We arrive at a deeper understanding and empathy with the world by getting out into it. If there’s been a curse to the pandemic, it’s the distinct lack of getting out there to encounter a different perspective on things than you might have sheltered in place with your favorite sound bites and tweets.

If the last 6-7 years were defined by anything, it’s this growing assurance that your side is right and any other is wrong.
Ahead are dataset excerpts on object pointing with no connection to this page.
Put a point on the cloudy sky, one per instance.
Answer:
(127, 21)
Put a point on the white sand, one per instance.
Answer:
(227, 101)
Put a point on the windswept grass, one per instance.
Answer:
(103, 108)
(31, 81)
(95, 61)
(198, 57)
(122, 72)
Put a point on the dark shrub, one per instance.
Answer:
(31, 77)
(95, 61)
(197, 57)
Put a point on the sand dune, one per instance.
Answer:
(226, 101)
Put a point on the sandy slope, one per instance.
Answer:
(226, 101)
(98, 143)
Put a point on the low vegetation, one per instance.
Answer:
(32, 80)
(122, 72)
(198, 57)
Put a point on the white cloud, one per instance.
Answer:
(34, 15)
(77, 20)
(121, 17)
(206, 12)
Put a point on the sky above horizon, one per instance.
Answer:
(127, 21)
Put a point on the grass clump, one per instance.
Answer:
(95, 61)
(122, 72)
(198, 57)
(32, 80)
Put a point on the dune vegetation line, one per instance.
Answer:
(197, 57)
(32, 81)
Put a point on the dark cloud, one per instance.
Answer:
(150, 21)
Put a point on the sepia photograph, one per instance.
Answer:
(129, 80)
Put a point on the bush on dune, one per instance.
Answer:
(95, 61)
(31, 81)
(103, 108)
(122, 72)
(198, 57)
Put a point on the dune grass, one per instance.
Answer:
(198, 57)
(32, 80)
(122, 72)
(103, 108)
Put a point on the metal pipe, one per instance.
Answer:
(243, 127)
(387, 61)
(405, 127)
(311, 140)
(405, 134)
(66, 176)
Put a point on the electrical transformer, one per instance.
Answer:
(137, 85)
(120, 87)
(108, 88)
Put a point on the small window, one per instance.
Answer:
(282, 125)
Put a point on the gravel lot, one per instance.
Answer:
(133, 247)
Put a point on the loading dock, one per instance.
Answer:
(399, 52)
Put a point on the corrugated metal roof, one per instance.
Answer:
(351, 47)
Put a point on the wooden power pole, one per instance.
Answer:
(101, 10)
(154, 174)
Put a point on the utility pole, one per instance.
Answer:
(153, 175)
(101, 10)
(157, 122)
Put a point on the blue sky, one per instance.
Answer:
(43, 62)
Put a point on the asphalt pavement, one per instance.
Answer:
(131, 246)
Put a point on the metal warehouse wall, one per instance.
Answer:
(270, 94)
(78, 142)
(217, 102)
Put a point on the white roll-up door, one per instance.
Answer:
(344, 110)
The world seemingly spiraled down into an antagonistic cesspool of us versus them. What’s missing is empathy: the putting ourselves in their shoes part. Seek first to understand and then to be understood, as Stephen Covey would have put it. He’d be shaking his head at the world we find ourselves in today.

Getting out to meet the world is the solution to this problem. Seeing things the way they look from the other side offers perspective unavailable to those who don’t venture past the mailbox. The idea of getting out to see the world seems to be the most logical thing in the world to many of us, but fills others with dread. Would you live your life forever in a shell or break out of your limited view of the universe and see what’s really out there?

This week I’m getting back out in the world, not for work, but for pleasure. To see things from a different vantage point, to seek the truth about how things are in a place other than here. To bathe my head in atmospheres unknown to my feet and return with a new perspective on this world. And then, boldly, to do it again.